In passing legendary Cha Bum-kun, Makoto Hasebe proves he's an Asian football great

When Makoto Hasebe took the field for Eintracht Frankfurt on Saturday against Mainz, he set a new Bundesliga record for the most appearances by an Asian player.

After playing in his 309th match in the top flight of German football, Hasebe surpassed a 30-year record originally set by South Korean legend Cha Bum-kun.

Despite this feat, Hasebe isn't recognised as one of the best of his generation, let alone one of the all-time greats of Asian football.

Maybe the plaudits will eventually fall his way when he does close out a decorated career; although that might not be anytime soon given he recently signed a one-year extension with the Eagles that will take him past his 37th birthday next January.

There is a danger that Hasebe's legacy may not be fully appreciated for the very reason that has made him such a success.

It is widely-accepted fact that attackers usually grab the headlines. A quick glance at the list of past Ballon d'Or winners emphasises that point, as does the practice of giving out awards each season to those who score the most goals.

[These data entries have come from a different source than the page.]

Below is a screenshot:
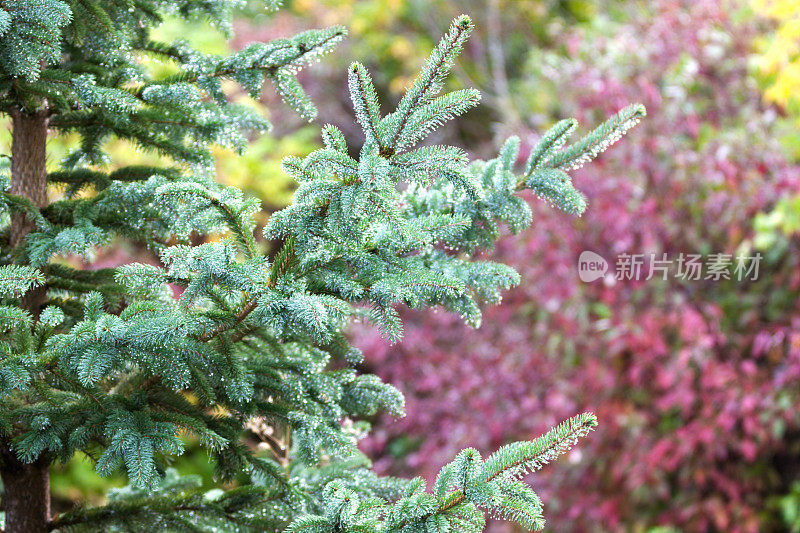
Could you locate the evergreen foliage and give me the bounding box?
[0,0,644,532]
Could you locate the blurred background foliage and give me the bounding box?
[7,0,800,533]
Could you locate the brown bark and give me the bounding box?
[9,110,47,317]
[0,445,50,533]
[0,110,50,533]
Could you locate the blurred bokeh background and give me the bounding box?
[7,0,800,533]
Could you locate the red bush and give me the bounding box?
[359,0,800,531]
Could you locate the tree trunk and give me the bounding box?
[0,110,50,533]
[0,444,50,533]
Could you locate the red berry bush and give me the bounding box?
[357,0,800,531]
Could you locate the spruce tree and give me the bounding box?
[0,0,644,533]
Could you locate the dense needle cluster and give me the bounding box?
[0,0,644,533]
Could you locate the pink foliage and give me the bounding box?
[357,0,800,532]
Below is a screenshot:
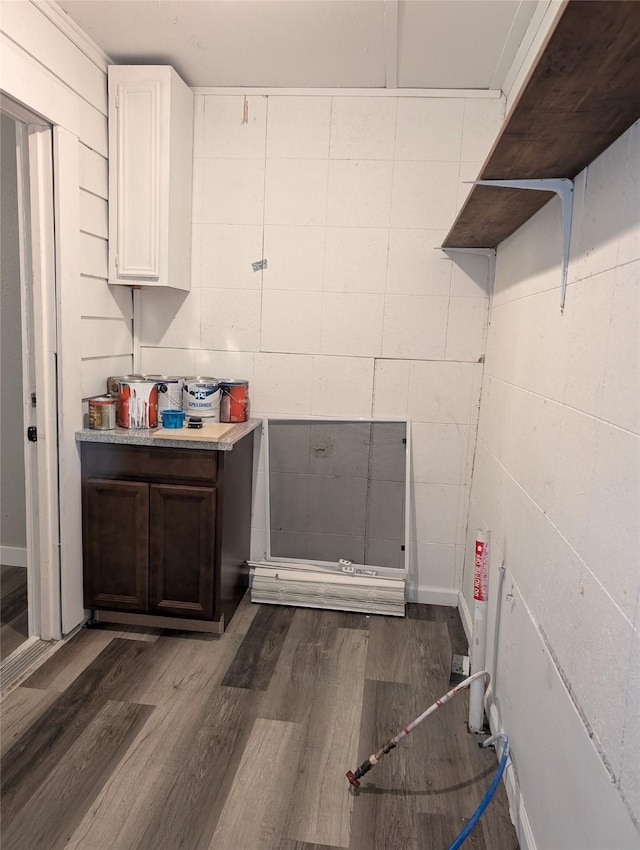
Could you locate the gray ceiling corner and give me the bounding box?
[58,0,547,89]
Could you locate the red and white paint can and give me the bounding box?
[118,378,158,430]
[107,375,144,399]
[220,378,249,422]
[182,376,220,422]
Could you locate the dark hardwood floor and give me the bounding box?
[0,599,518,850]
[0,564,29,661]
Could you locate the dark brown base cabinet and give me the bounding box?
[81,433,253,631]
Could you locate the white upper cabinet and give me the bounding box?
[109,65,193,289]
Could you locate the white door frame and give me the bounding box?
[1,97,62,640]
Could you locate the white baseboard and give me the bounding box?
[488,696,536,850]
[0,546,27,567]
[407,585,458,608]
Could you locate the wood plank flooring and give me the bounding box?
[0,598,518,850]
[0,564,29,661]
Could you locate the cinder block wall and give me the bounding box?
[463,124,640,850]
[142,92,504,604]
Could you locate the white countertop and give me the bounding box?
[76,419,262,452]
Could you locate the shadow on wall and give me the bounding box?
[480,121,640,291]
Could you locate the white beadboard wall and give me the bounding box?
[0,2,133,399]
[141,92,504,604]
[0,0,133,633]
[462,123,640,850]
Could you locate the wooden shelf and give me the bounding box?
[443,0,640,248]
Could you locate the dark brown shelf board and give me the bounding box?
[443,0,640,248]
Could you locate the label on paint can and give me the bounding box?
[89,395,116,431]
[182,377,220,422]
[118,379,158,430]
[107,375,144,398]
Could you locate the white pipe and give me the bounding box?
[469,529,491,732]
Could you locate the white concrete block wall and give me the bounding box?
[141,92,504,604]
[462,124,640,850]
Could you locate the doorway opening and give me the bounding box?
[0,96,60,668]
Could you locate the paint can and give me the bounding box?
[107,375,144,399]
[182,375,220,422]
[144,375,184,413]
[220,378,249,422]
[89,395,116,431]
[118,378,158,430]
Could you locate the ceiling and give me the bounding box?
[58,0,548,89]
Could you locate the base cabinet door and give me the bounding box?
[83,478,149,611]
[149,484,216,619]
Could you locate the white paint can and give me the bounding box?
[144,375,184,413]
[182,375,220,422]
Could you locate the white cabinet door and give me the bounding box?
[109,65,193,289]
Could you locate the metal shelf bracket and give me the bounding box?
[438,248,496,322]
[471,177,573,313]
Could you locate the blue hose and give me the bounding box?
[449,733,509,850]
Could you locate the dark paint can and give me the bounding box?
[220,378,249,422]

Hasebe has made a career of excelling in the defensive half of the pitch while doing so in an understated and unassuming manner.

Even when acknowledging his latest achievement in a statement released by Frankfurt, Hasebe self-deprecatingly doubted that he would match Cha's 98 goals -- having only scored seven in almost 13 years in the Bundesliga.

"I heard about it [the record], which of course makes me proud," said Hasebe. "Cha Bum-kun was a big player and I have a lot of respect for him.

"I think I will play more games, but I will certainly not be able to score more goals than Cha."

Hasebe has served his team best by tirelessly winning possessions back before dishing it off to his more attack-minded colleagues.

While playing for Wolfsburg in 2011, Hasebe started an away game against Hoffenheim at right-back, switched to midfield after halftime before spending the last nine minutes filling in between the posts after goalkeeper Marwin Hitz was sent off.

In the process, Hasebe inadvertently earned a place in the history books by becoming the first Japanese goalkeeper in the Bundesliga -- more than nine years before he would repeat the feat in more prestigious and intentional circumstances.

While he has never played for any of Europe's heavyweights, Hasebe is a Bundesliga champion after featuring prominently for the Wolfsburg team that won their first and only ever title back in 2009.

On the international front, his achievements speak for themselves too having captained Japan at three consecutive FIFA World Cups (the first in 2010 as an on-field, stand-in as the regular captain Yoshikatsu Kawaguchi was only the third-choice goalkeeper). He also led them to success at the 2011 AFC Asian Cup.

It is fair that players like Cha, Hidetoshi Nakata, Ali Daei and Son Heung-min will be the first names that come to mind when discussing great Asian football players, given they were the type to exhilarate supporters with their prowess in the attacking third.

But for what he achieved at the opposite end of the field -- with such consistency and professionalism -- and after making history maker in one of world football's biggest competitions, Hasebe should be regarded as a great in his own right.